Sunday, February 25, 2018

The American Idea

As published in The County Times (countytimes.somd.com)

By Ronald N. Guy Jr.

My thoughts are scattered.  I’m completely out of rhythm.  The NFL isn’t gone completely, but it’s napping.  Months remain before the start of the NBA and NHL playoffs.  Baseball’s spring training has yet to begin.  The madness that college basketball injects into March is a month away.  The next tennis major is the French Open…in May.  Tiger Woods is playing again, but he’s flirting with the cut line, not the leaderboard.  That would be concerning if The Master’s, like apparently everything else of consequence in sports, wasn’t weeks (at least) into the future.  I am, like most sports fans, wandering and hopelessly lost in the mid-winter’s dark and lifeless forest.

A voice from the beyond: What about the Olympics? 

Me: “The what?  Oh yeah, riiiiight.” 

That’s unfair sarcasm.  It’s just that, well, the Winter Games are, I think, a peculiar oddity for most Americans.  The Summer Olympics are more relatable.  Every high school has a track, a volleyball court and a soccer team.  Backyards are routinely adorned with a basketball hoop.  Neighborhoods have community centers with tennis courts, swimming pools and golf courses.  Who has access to a ski jump, frozen halfpipe or a luge course?  How many people own a curling stone?  Raise your hand if you’ve landed a triple axel.  Nobody?  Wait, there’s one hand up in the back.  Filthy liar.

Nevertheless, the Olympics always matter – both for national pride and, inevitably, political maneuvering.  Baby boomers experienced Mexico City in 1968 and Montreal in 1976.  As a member of Generation-X, the first Olympics I remember, the 1980 Winter Games at Lake Placid, New York, produced the greatest moment in American sports history – the United States Hockey Team’s “Miracle on Ice.”  It mattered, and remains so significant, because a ragtag bunch of American college kids beat the Soviet Union’s best.  It was Rocky v. Drago or, more consequentially, democracy v. communism on ice. 

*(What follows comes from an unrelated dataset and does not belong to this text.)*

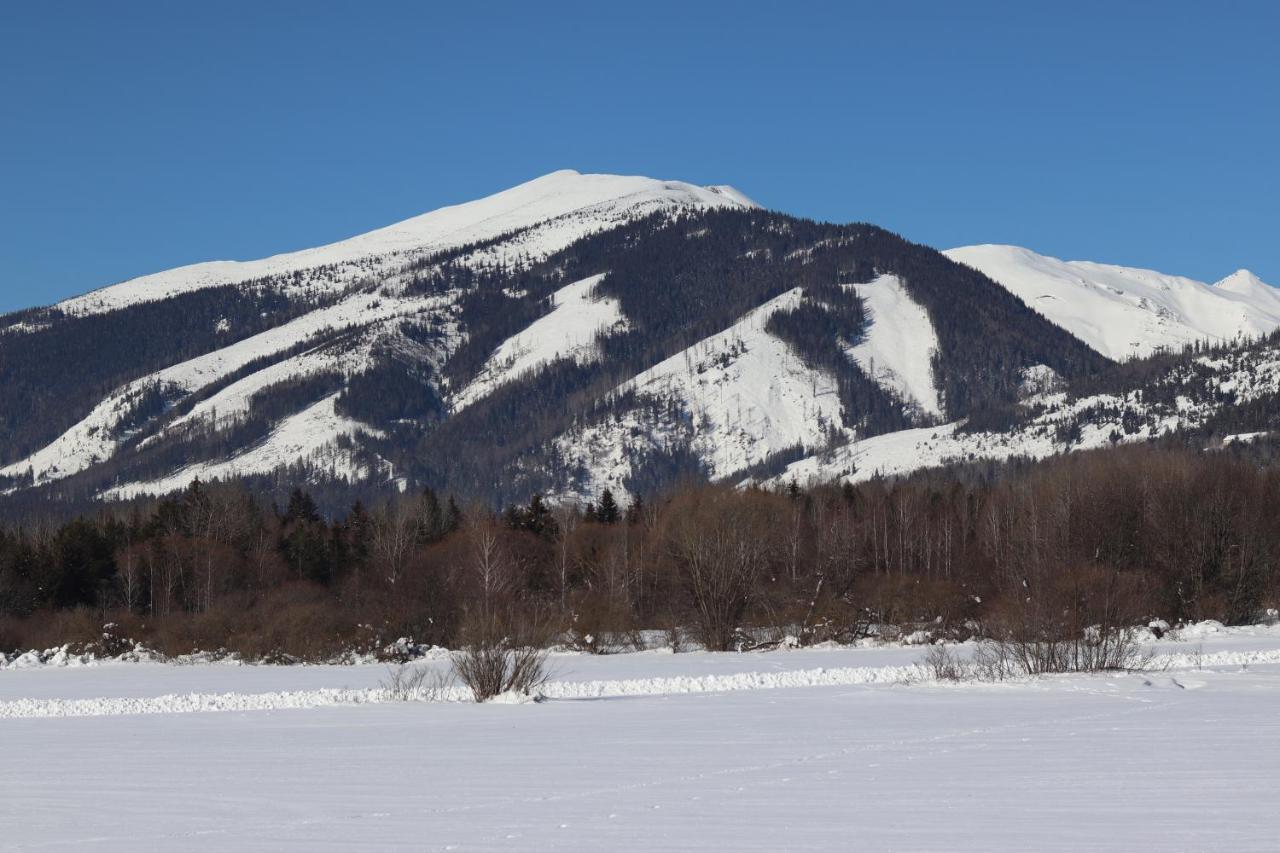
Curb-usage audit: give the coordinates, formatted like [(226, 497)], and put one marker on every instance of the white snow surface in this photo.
[(810, 749), (592, 199), (746, 395), (307, 436), (900, 343), (96, 437), (567, 332), (1121, 311)]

The sports-politics Olympic collision continued with the American boycott of the 1980 Moscow Summer Games.  The Soviets returned the favor by skipping the 1984 Summer Games in Los Angeles.  The Cold War was chilly indeed.  And after a brief thaw, it feels like the forecast for Russian-American relations may be ominous again, or at least it should be, particularly by those who have sworn to “preserve, protect and defend the Constitution of the United States.”

Millennials were introduced to the undeniable connection between the Olympics and politics this year when, during the Opening Ceremonies, Vice President Mike Pence sat in protest and refused to acknowledge the presence of North Korean leader Kim Jung Un’s sister, all while North and South Korean athletes walked in unison.  At least Pence, the dedicated athletic antagonist that he is, stayed for the Opening Ceremonies and didn’t walk out, as he did in protest of the anthem protests before a Colts game last fall.  And hey, North Korea showed up for these South Korean hosted Olympics, unlike the pass it took on the 1988 Seoul Summer Games.  What amazing progress we are making!  

Viva la humankind.  Errr…

The point: politicians, of all persuasions and ideologies, have consistently used the Olympics and, more broadly, sports, as a platform to further a cause.  Athletes have a decorated record of returning the favor, particularly during times of national and global unrest – which we are unquestionably experiencing today.  But there is an emboldened minority displeased with the latest, proud and passionate collection of athletes seeking political change.  Just stick to sports, the say.  In other words, be less trouble, less human.  Recently, Fox News anchor Laura Ingraham served as an inflammatory mouthpiece for those put off by politically responsible athletes when she commanded LeBron James to “shut up and dribble.”

Ahhh yes…’tis the season for obnoxious demands instead of meaningful conversations.  Unfortunately for Ingraham and her ilk, the fist shaking will not net the desired effect.  Nor should it.  What this is, at its heart, is not an issue with athletes flexing political muscles, but rather a dangerous intolerance of diversity of thought.  Dangerous because, when disagreements no longer prompt curious, respectful dialogue, a little part of the great idea that is America dies.